Other alternatives include positioning the product and the consumer, positioning how the company does business and positioning directly against the competitor. Here are some brand positioning examples (using brand taglines associated with the positioning essence):
- Position and own the category benefit
- Volvo: Safety
- Miller Lite: Great Taste, Less Filling
- Walt Disney Company: Magic
- Position the product and the consumer
- U.S. Army: Be all you can be
- Budweiser: For all you do, this Bud’s for you
- Pepsi Generation
- Position how the company does business
- Burger King: Have it your way
- United Airlines: The friendly skies of United
- WalMart: Always the lowest price
- Position against the competition
- Avis: We’re #2. We try harder
- Seven-Up: The Un-cola
- Apple: Think different
Brand Positioning Example Perspectives
As you can see from the brand positioning examples above, it is not necessary to position on a specific category benefit, despite the fact that the brand positioning template typically calls for one.
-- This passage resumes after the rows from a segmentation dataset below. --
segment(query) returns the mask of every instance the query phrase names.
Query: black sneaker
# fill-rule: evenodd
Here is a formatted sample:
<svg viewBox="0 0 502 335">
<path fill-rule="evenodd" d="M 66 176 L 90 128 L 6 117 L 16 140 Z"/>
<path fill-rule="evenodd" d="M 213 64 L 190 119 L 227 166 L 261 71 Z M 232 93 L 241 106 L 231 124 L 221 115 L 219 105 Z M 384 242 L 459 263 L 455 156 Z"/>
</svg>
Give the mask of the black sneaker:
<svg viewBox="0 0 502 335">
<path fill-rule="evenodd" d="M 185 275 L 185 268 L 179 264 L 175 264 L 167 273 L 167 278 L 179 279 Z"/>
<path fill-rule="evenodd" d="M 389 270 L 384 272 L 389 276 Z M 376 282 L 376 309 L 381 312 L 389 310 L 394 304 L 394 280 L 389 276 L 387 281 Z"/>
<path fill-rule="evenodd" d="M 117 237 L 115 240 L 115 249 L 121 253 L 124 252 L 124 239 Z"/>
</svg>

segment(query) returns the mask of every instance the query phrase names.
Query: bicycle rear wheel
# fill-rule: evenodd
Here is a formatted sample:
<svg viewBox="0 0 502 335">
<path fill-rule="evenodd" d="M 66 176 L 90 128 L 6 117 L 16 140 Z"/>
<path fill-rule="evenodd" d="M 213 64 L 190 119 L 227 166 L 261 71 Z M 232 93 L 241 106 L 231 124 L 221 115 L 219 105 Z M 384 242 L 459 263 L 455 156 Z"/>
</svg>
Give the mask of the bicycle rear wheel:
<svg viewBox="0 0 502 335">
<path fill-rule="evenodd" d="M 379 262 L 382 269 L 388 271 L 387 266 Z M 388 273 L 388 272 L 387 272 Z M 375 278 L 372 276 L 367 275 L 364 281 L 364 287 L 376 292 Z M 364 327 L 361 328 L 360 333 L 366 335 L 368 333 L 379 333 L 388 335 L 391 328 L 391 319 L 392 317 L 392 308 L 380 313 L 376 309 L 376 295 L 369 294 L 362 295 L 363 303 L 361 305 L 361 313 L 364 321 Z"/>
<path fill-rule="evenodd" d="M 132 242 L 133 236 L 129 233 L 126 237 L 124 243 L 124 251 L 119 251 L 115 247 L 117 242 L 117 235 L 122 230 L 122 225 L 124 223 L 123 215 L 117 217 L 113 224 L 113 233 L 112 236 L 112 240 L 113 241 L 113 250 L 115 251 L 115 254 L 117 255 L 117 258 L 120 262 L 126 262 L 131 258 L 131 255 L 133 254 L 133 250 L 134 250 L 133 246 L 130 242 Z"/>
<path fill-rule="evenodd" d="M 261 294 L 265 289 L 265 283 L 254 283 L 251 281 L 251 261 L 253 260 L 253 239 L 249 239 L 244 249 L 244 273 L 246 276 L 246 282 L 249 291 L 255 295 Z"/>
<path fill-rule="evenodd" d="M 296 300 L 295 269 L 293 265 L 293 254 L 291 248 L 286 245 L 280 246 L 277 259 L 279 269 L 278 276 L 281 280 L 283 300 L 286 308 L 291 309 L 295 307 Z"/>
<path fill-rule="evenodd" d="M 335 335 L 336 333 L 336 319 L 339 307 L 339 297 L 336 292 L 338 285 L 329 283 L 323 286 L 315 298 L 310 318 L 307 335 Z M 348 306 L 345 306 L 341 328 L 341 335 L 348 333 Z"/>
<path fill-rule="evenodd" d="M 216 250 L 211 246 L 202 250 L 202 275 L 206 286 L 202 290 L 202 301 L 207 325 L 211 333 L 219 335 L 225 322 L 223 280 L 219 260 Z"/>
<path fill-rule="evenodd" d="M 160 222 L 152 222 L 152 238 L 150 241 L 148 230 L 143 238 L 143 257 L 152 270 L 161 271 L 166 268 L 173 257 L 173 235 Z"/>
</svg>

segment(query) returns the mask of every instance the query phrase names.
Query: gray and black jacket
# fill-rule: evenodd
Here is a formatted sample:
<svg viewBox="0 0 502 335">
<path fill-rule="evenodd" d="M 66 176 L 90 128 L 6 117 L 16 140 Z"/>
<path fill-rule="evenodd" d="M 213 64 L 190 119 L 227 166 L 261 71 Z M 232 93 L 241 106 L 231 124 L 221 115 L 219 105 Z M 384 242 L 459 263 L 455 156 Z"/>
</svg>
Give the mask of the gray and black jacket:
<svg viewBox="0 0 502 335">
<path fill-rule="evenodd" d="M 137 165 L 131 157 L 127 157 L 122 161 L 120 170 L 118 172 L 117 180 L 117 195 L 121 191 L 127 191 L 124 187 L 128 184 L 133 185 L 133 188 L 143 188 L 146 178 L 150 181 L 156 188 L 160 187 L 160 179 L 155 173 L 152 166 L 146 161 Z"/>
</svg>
Nor is it necessary to position on a single benefit (the classic Great Taste, Less Filling proves this wrong). It is however, necessary to position on a single concept or idea (Great Taste, Less Filling — while two benefits, was cleverly crafted into a single idea).
Also, don’t confuse the brand positioning with a brand tagline (despite the fact that we are using tagline examples above to express the positioning). The brand positioning is an internal statement designed to direct external communication, and should inform tagline development. The tagline itself will come out of the tagline, as tighter, more creatively inspiring copy line.
Finally, while a brand’s positioning should be designed to be fairly enduring, a brand positioning can (and often should change) over time to reflect changes in the marketplace, including new competitors, new technological advances and new benefits sought.